Kael ouvrit la porte de la voiture, poussant le général à entrer.
« Dépêchez-vous, Seigneur. Vous devez vous dépêcher ! Nous allons les retenir ici. »
« Hmm. »
Albrecht le regarda et fit un signe de tête rapide.
« Je vous laisse le reste… Kael ! Retrouvons-nous à la capitale de Tarja. »
Et avec ces mots, Albrecht monta rapidement dans la voiture, laissant tout aux soins de Kael. Honnêtement, il n’y avait aucun sens à ce que le général reste derrière. Albrecht devait survivre à cela. Tant qu’il vivrait, ses subordonnés seraient remboursés pour leurs services. Aussi hautain que le général Albrecht puisse être, il n’était pas assez fou pour penser qu’il pouvait tout résoudre tout seul.

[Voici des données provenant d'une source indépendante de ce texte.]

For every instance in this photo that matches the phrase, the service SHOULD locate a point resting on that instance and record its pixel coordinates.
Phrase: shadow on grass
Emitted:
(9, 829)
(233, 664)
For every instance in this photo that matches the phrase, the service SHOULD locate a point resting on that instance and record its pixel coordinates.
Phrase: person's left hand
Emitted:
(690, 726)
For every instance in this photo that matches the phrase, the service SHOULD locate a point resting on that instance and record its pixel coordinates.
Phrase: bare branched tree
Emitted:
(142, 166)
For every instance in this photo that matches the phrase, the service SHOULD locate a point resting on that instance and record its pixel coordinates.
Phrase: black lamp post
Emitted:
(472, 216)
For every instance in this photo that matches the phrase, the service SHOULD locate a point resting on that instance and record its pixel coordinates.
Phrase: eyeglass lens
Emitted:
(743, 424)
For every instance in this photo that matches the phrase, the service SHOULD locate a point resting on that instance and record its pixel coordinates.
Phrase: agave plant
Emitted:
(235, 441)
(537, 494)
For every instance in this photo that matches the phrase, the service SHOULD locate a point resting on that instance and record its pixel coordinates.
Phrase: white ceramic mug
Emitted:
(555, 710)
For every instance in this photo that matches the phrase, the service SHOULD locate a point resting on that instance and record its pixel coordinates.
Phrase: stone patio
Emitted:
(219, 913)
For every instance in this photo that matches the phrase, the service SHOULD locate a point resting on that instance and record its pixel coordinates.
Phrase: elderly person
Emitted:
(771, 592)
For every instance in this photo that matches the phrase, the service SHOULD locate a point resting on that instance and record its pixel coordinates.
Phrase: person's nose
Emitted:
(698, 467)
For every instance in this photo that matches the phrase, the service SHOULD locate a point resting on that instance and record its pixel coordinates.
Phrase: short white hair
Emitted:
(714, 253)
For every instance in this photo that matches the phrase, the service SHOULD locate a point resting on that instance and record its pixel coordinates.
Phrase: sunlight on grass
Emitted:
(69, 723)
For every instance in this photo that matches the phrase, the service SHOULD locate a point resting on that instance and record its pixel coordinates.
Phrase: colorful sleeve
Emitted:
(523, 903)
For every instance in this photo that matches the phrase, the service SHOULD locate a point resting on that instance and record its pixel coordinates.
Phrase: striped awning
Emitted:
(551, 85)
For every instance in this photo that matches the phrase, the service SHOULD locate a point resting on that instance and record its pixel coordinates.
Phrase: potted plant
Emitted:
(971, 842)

« Maintenant, allez-y, dépêchez-vous… ! Dépêche-toi de monter sur son cheval, imbécile ! »
En regardant le général Albrecht monter dans la voiture, Kael cria au chevalier qui tenait les rênes.
Le chevalier haussa la voix et son fouet traversa l’air, frappant le derrière du cheval et l’incitant à galoper. La calèche commença à accélérer progressivement, roulant sur la route sombre qui s’offrait à elle.
Les chevaliers de Kael se tenaient aux alentours, celui-ci leur ordonna de surveiller les environs. Ils tenaient des lances et regardaient prudemment, mais n’étaient pas en armure. Il y avait environ trente hommes présents. Kael avait envoyé les chevaliers qui étaient restés vigilants et qui avaient dormi avec leur armure pour accompagner le général Albrecht.
De nombreux chevaliers obéirent aux ordres du général Albrecht et avaient retiré leur armure, mais Kael, ainsi que quelques autres, choisirent de ne pas prendre de risques et gardèrent leur armure.
« Monseigneur… Restez en sécurité ! » chuchota Kael en regardant autour de lui.
Les chevaliers avaient des lances et des épées à la main, mais comme ils n’avaient pas d’armure, on ne pouvait pas compter sur elles dans une bataille. Ils auraient de la chance si les ennemis étaient des amateurs, mais il était difficile de croire qu’un ennemi qui les attaquerait pendant la nuit serait aussi faible.